A large number of broker notes have hit the wires this week, leading to many popular shares being declared buys and sells.
Three shares that are in favour with brokers and have been given a buy rating are listed below. Here's why they are bullish on them:
Appen Ltd (ASX: APX)
According to a note out of Citi, it has retained its buy rating and lifted the price target on this fast-growing tech company's shares to $32.99 following the release of its half year results. The broker was pleased with its update and doesn't appear to have any concerns over the slow start made by the Figure Eight business. Overall, it suspects that management's guidance for the full year is conservative and has upgraded its forecasts for the near term. I agree with Citi and feel Appen would be a quality option for investors to consider buying today.

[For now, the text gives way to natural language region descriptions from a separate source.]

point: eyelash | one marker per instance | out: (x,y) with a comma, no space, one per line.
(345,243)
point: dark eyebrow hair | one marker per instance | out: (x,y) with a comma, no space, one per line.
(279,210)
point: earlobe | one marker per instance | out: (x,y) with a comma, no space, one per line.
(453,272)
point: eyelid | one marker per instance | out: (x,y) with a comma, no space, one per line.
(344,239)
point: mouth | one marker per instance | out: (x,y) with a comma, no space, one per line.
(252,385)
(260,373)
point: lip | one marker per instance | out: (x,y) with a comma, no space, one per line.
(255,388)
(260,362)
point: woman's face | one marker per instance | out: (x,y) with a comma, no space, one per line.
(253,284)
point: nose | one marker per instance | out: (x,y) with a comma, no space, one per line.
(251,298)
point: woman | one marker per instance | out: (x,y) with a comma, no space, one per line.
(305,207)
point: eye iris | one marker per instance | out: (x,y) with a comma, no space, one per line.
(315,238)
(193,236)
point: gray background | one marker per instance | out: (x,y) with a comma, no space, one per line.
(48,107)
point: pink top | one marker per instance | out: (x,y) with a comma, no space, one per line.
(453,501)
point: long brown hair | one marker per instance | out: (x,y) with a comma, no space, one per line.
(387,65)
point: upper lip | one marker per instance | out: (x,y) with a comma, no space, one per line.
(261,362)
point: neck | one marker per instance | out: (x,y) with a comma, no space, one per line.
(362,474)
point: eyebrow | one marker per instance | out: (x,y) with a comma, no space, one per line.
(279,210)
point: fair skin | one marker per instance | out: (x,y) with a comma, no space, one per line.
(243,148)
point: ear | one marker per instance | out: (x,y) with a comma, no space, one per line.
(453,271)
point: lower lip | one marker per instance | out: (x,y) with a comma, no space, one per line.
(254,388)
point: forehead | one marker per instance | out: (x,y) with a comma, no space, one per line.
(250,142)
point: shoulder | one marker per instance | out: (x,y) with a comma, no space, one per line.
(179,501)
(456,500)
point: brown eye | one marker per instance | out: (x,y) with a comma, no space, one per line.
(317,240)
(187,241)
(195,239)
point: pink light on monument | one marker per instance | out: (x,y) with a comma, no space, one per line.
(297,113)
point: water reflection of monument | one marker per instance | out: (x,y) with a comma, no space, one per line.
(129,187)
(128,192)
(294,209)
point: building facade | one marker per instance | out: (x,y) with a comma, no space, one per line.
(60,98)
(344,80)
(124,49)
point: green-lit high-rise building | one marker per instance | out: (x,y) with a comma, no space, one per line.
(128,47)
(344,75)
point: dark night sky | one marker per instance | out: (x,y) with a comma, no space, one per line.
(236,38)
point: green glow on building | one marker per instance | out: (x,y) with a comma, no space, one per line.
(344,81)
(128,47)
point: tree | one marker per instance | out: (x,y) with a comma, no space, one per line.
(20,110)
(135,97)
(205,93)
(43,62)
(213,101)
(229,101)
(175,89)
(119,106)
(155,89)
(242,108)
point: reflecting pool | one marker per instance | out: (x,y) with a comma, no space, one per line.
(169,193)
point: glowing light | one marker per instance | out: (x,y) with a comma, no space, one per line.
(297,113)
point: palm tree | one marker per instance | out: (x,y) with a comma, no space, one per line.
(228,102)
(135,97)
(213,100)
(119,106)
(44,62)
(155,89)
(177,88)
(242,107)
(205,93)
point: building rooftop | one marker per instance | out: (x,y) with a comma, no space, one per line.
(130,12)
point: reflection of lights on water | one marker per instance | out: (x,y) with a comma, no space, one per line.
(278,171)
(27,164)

Freedom Foods Group Ltd (ASX: FNP)
Another note out of Citi reveals that its analysts have retained their buy rating and $5.65 price target on this diversified food company's shares following the release of its strong full year results. According to the note, its analysts were pleased to see Freedom Foods smash its estimates in FY 2019 and report widening margins. Another bonus is that the broker believes its intensive capital expenditure cycle could be coming to a close, which is likely to be a big boost to its overall performance in the coming years. I think Citi is spot on with Freedom Foods as well and believe it could be a great long term investment.

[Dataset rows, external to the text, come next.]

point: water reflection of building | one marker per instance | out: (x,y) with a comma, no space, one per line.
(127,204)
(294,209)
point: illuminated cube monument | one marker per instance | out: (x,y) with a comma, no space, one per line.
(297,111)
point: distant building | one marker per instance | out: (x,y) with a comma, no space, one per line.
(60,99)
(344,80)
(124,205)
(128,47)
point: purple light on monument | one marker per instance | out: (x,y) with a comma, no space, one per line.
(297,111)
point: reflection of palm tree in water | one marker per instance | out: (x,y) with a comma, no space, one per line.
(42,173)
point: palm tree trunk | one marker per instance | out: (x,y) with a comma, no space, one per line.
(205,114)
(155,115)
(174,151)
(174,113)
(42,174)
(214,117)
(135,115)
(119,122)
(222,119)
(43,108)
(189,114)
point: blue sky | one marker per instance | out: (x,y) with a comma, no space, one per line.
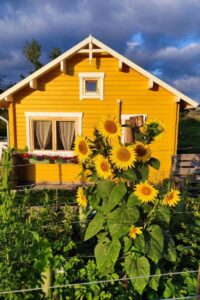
(162,36)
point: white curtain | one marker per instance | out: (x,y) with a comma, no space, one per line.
(43,130)
(67,133)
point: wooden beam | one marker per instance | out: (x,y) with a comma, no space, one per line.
(33,84)
(120,65)
(93,51)
(90,52)
(63,66)
(9,98)
(150,84)
(177,99)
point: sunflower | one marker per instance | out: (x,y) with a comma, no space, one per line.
(134,231)
(81,198)
(172,198)
(102,166)
(82,148)
(143,152)
(109,127)
(145,192)
(123,156)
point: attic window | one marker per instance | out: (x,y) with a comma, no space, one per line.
(91,85)
(137,120)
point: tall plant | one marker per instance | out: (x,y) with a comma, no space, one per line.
(128,214)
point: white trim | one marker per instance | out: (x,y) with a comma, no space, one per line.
(28,116)
(125,117)
(83,76)
(107,49)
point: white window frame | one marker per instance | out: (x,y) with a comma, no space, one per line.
(125,117)
(30,115)
(83,77)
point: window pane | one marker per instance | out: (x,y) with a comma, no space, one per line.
(91,85)
(42,135)
(65,135)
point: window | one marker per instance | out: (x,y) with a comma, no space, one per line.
(91,85)
(52,132)
(135,120)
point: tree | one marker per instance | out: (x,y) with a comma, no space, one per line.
(32,52)
(54,53)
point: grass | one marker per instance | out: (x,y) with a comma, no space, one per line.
(189,134)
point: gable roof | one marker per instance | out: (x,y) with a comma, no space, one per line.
(30,80)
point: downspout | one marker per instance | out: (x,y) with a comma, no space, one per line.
(176,127)
(6,121)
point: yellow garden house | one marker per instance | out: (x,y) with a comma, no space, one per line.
(68,96)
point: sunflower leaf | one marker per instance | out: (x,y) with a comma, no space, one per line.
(106,254)
(155,243)
(138,267)
(94,226)
(104,188)
(115,197)
(143,172)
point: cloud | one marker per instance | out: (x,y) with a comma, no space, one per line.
(161,36)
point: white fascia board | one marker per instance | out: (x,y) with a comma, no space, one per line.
(107,49)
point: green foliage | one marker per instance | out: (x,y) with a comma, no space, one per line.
(32,52)
(54,53)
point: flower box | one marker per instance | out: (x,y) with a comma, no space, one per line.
(36,161)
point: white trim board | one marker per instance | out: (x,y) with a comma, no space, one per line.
(28,115)
(7,95)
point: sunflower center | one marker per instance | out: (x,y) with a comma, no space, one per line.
(123,154)
(146,190)
(169,196)
(110,127)
(141,151)
(83,147)
(104,166)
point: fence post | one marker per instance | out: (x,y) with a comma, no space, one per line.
(198,285)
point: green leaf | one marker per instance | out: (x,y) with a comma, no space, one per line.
(94,226)
(164,214)
(139,242)
(120,219)
(143,172)
(133,201)
(154,281)
(127,244)
(104,188)
(129,175)
(138,267)
(171,251)
(154,163)
(155,243)
(106,254)
(35,235)
(115,197)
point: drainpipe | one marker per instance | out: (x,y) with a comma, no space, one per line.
(6,121)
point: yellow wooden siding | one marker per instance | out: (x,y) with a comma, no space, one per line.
(59,92)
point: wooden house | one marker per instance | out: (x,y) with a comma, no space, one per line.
(68,96)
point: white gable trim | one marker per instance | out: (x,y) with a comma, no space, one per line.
(107,49)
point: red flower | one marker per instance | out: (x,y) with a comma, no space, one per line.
(25,155)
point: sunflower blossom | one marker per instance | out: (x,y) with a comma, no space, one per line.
(123,157)
(82,148)
(134,231)
(109,127)
(143,151)
(172,198)
(102,166)
(81,198)
(145,192)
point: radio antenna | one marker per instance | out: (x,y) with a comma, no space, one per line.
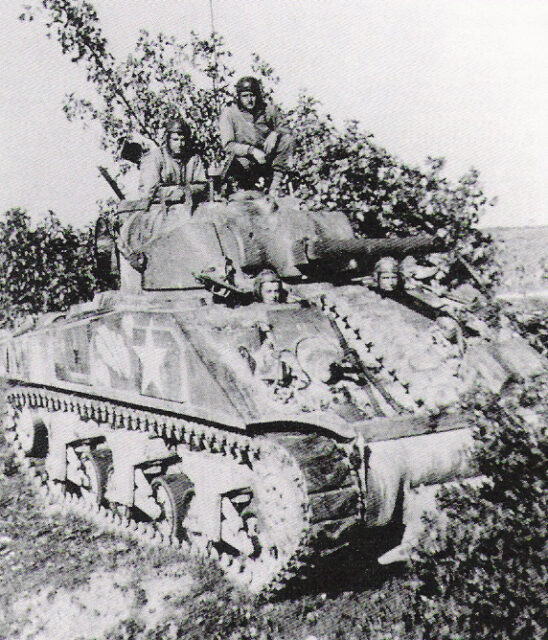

Prospa Group Limited (ASX: PGL)
A note out of the Macquarie equities desk reveals that its analysts have retained their outperform rating and $5.25 price target on this online lender's shares after it delivered a full year result ahead of its prospectus forecasts. Macquarie was pleased with its performance in FY 2019 and appears optimistic that there will be more of the same in the coming years if the company can execute its growth strategy successfully. Whilst I'm not a buyer of its shares just yet, I think it is well worth keeping a close eye on its performance in FY 2020.